193 pages, 11 b/w photos, 31 b/w illustrations, tables
For those who depend on the bounty of the sea for their livelihoods, climate change and its consequences (warming water, coral bleaching, rising sea levels) could spell disaster. The region comprising the eastern coastline of Africa and the islands of the western Indian Ocean--home to many of the Earth's most impoverished people--is particularly vulnerable to significant climate impacts. Focusing on coral reef fisheries in these areas, which collectively support millions of people, this book provides a tool box of options for confronting the consequences of climate change through building local-scale adaptive capacity and improving the condition of natural resources. This requires strengthening a society's flexibility, assets, learning, and social organizations, as well as restricting or limiting its resource use.

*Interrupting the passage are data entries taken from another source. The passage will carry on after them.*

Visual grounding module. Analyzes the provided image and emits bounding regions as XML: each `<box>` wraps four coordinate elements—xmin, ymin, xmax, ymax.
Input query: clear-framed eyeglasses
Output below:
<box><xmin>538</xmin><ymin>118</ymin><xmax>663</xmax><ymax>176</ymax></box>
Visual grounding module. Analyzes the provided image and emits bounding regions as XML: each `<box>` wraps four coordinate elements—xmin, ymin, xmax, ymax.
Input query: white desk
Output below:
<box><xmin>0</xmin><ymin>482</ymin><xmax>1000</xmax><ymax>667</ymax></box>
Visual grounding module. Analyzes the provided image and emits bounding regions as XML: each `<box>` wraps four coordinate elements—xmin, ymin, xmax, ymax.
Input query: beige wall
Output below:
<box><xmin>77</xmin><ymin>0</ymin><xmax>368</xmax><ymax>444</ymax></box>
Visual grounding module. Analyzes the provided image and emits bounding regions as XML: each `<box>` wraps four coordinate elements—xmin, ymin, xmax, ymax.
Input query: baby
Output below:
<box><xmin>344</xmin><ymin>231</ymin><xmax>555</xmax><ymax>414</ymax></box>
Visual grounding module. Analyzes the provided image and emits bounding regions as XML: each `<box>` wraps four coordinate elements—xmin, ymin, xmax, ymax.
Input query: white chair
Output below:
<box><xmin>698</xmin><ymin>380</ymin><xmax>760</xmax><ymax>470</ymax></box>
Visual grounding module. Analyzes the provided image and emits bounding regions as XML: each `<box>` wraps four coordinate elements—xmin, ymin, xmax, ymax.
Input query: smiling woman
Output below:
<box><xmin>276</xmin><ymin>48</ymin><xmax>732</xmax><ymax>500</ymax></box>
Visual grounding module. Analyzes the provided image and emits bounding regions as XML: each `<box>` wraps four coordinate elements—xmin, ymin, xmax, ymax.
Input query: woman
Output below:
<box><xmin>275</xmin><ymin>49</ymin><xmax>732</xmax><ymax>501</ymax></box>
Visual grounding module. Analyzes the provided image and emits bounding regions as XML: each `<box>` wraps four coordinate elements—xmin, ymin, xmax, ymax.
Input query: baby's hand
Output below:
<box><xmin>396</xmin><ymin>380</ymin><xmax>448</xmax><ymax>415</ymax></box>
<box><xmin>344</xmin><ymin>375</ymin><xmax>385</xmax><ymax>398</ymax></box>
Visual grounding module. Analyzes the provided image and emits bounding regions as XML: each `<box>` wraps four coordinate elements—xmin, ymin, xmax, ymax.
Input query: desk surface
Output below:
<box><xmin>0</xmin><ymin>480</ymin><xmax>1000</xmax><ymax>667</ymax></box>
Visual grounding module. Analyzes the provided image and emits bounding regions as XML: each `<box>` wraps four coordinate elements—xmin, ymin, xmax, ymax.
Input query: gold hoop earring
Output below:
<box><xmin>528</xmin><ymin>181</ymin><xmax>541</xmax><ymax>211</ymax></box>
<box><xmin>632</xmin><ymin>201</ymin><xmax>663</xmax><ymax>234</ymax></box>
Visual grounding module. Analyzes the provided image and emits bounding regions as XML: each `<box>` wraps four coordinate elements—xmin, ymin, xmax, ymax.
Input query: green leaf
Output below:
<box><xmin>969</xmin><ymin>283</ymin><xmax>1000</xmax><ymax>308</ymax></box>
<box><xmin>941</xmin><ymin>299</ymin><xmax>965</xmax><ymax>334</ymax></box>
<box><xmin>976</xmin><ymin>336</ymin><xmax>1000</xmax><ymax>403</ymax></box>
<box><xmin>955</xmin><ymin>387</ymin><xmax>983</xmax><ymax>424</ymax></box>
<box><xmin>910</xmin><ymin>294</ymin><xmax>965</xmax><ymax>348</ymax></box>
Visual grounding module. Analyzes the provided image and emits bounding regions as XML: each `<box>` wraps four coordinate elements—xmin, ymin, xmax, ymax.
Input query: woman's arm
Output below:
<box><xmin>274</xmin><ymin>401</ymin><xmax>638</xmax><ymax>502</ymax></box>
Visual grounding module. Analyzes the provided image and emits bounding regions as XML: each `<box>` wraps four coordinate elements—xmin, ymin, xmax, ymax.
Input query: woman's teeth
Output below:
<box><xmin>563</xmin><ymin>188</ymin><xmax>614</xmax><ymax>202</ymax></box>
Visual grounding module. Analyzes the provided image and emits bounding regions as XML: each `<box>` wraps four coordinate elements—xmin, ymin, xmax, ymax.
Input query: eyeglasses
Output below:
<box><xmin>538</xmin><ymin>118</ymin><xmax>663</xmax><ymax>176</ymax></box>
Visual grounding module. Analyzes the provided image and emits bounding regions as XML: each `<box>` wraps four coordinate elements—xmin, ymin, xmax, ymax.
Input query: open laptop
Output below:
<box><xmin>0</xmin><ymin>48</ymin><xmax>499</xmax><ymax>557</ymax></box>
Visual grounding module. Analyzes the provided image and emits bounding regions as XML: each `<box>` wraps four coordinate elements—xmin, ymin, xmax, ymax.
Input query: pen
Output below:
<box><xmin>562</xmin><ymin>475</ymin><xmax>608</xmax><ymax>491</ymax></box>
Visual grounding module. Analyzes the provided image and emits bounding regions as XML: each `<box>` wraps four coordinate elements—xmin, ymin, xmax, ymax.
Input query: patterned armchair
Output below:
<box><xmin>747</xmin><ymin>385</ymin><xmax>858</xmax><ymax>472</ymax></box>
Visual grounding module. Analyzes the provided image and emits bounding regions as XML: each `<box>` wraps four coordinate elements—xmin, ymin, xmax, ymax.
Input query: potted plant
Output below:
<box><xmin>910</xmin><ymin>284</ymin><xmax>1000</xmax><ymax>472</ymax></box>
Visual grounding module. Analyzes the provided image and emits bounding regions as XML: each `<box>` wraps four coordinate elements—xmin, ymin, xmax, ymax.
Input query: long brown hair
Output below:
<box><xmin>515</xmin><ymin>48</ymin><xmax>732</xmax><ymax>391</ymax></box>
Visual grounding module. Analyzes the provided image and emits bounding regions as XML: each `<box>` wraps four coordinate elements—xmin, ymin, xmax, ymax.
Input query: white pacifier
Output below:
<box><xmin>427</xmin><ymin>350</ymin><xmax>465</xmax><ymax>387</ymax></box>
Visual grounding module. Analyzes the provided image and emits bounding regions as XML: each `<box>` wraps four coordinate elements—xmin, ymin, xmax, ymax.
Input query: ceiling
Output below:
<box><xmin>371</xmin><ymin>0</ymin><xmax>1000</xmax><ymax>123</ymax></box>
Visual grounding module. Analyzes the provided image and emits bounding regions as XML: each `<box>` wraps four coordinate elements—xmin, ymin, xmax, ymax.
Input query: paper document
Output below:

These two broad concepts--building social capacity and limiting certain types of resource use--interact in complicated ways, requiring coordinated actions. The authors argue that adaptation solutions are context dependent, determined in part by local resource conditions, human adaptive capacity, and exposure to climate change impacts, but also by a people's history, culture, and aspirations. Providing an up-to-date and original synthesis of environmental stress, natural resources, and the socioeconomics of climate change, Adapting to a Changing Environment develops a framework to provide governments, scientists, managers, and donors with critical information about local context, encouraging the implementation of nuanced actions that reflect local conditions.